29  LLVM Integration and JIT Compilation

panproto’s expression language (panproto-expr) is interpreted by default: each Expr node is pattern-matched at runtime and evaluated recursively. For migrations that touch millions of records, interpretation overhead adds up. The panproto-jit crate eliminates it by compiling expressions to native code via LLVM. Meanwhile, panproto-llvm treats LLVM IR itself as a panproto protocol—meaning you can model compiler lowering as a theory morphism and use the full migration/lens toolkit on IR transformations.

29.1 panproto-llvm

29.1.1 Module map

Module Purpose
protocol LLVM IR protocol definition (31 vertex kinds, 13 edge rules, 56 opcodes)
lowering Theory morphisms: language AST to LLVM IR
parse_ir inkwell-based .ll text parser (feature-gated)
error LlvmError

29.1.2 Protocol definition

The LLVM IR protocol is composed from colimit(ThGraph, ThConstraint, ThOrder) with vertex kinds for:

  • Module level: module, function, global-variable, alias
  • Function level: basic-block, parameter
  • Instructions: instruction with opcode constraint sort
  • Types: void-type, integer-type, float-type, pointer-type, array-type, vector-type, struct-type, function-type
  • Values: constant, undef, poison, null, zero-initializer

29.1.3 Lowering morphisms

Three lowering morphisms are defined:

  • lower_typescript(): ThTypeScriptFullAST to ThLLVMIRSchema
  • lower_python(): ThPythonFullAST to ThLLVMIRSchema
  • lower_rust(): ThRustFullAST to ThLLVMIRSchema

Each maps AST sorts to LLVM IR sorts (e.g., function_declaration to function, binary_expression to instruction) and edge kinds (e.g., body to entry-block, condition to operand).

29.1.4 inkwell IR parser

parse_llvm_ir creates an inkwell Context, parses the IR text via MemoryBuffer::create_from_memory_range_copy, and walks the module:

  1. Root module vertex with target-triple constraint
  2. Functions with linkage constraint
  3. Parameters with type-of constraint
  4. Basic blocks with block-label constraint and entry-block edge
  5. Instructions with opcode and ssa-name constraints

29.2 panproto-jit

29.2.1 Module map

Module Purpose
codegen JitCompiler and CompiledExpr (feature-gated)
mapping classify_expr and ExprMapping classification
error JitError

29.2.2 JIT compiler architecture

JitCompiler::new leaks an LLVM Context (intentional; reuse the compiler across expressions). compile(&expr) creates a module, builds a function __panproto_eval() -> i64, compiles the expression body, and JIT-executes via ORC.

Key codegen methods:

  • compile_expr: dispatches on Expr variant
  • compile_builtin: dispatches on BuiltinOp, delegates to compile_int_binop (shared binary arithmetic), compile_int_cmp (shared comparison), compile_round (shared floor/ceil)
  • compile_match: cascading br with phi node for pattern matching
  • compile_literal: i64/f64/i1 constants (i64 uses from_ne_bytes for sign-safe casting)

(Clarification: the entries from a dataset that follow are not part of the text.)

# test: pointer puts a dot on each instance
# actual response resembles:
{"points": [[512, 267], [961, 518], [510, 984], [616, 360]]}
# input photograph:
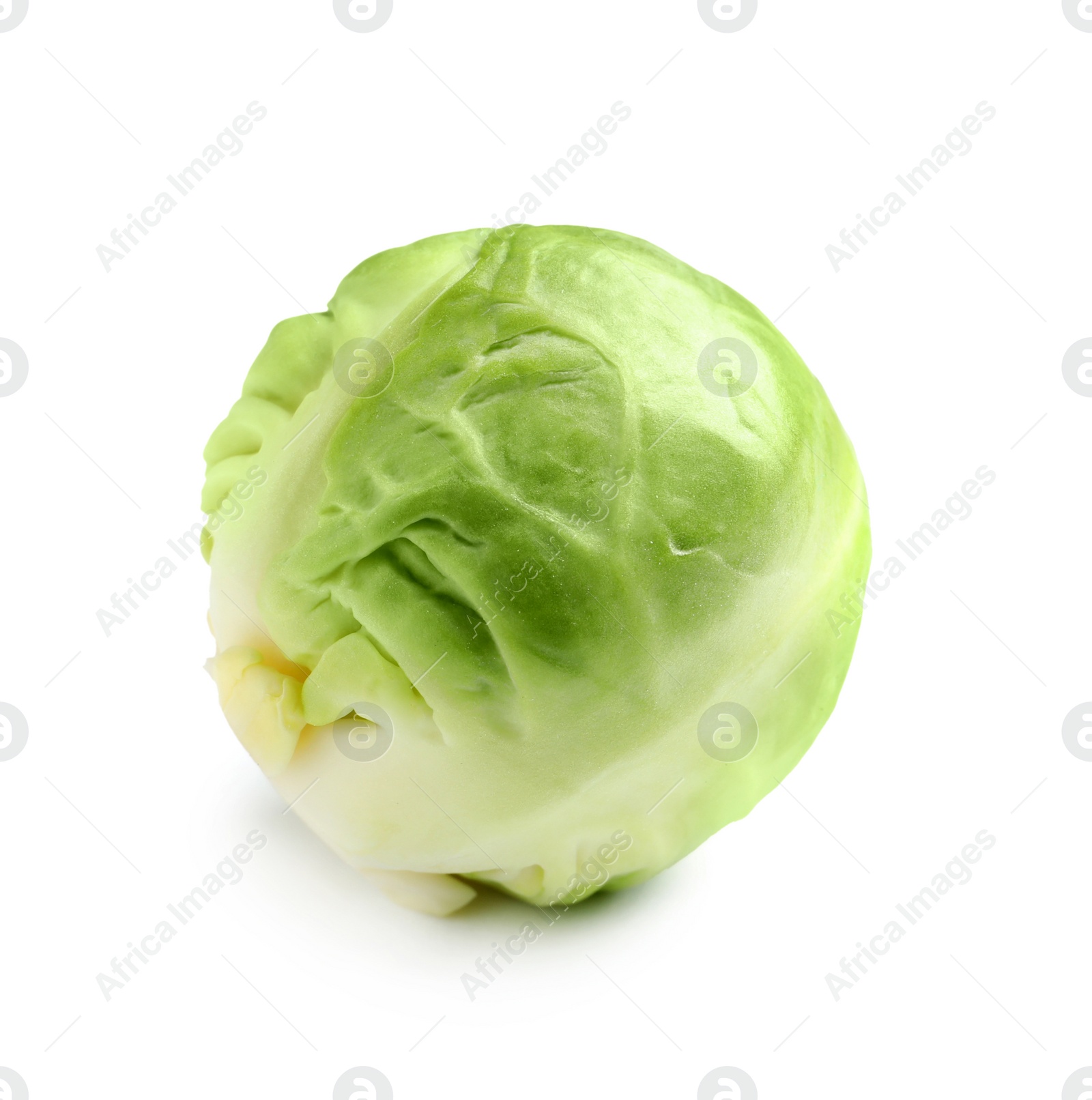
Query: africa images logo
{"points": [[12, 12]]}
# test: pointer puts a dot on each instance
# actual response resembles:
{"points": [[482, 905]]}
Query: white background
{"points": [[940, 347]]}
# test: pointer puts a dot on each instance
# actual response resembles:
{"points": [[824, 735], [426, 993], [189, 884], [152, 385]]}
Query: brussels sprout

29.2.3 Compilation mapping

classify_expr statically classifies each expression node into an ExprMapping:

  • ArithmeticOp: maps to a single LLVM instruction (add, sub, icmp, etc.)
  • ArrayLoop: compiles to a loop (map, filter, fold, flat_map)
  • RuntimeCall: requires a runtime support function (string ops, list ops, etc.)
  • Closure: lambda with captured variables
  • LetBinding, PatternMatch, Constant, EnvLoad: structural codegen

classify_jittable_builtin (const fn) handles the 22 builtins compilable to direct LLVM instructions. classify_runtime_builtin handles the remaining 33 that need runtime functions.

29.2.4 Lint configuration

panproto-jit uses per-crate lints instead of workspace lints because LLVM FFI requires unsafe_code = "allow". All other lint levels match the workspace (pedantic, nursery, unwrap_used = "deny").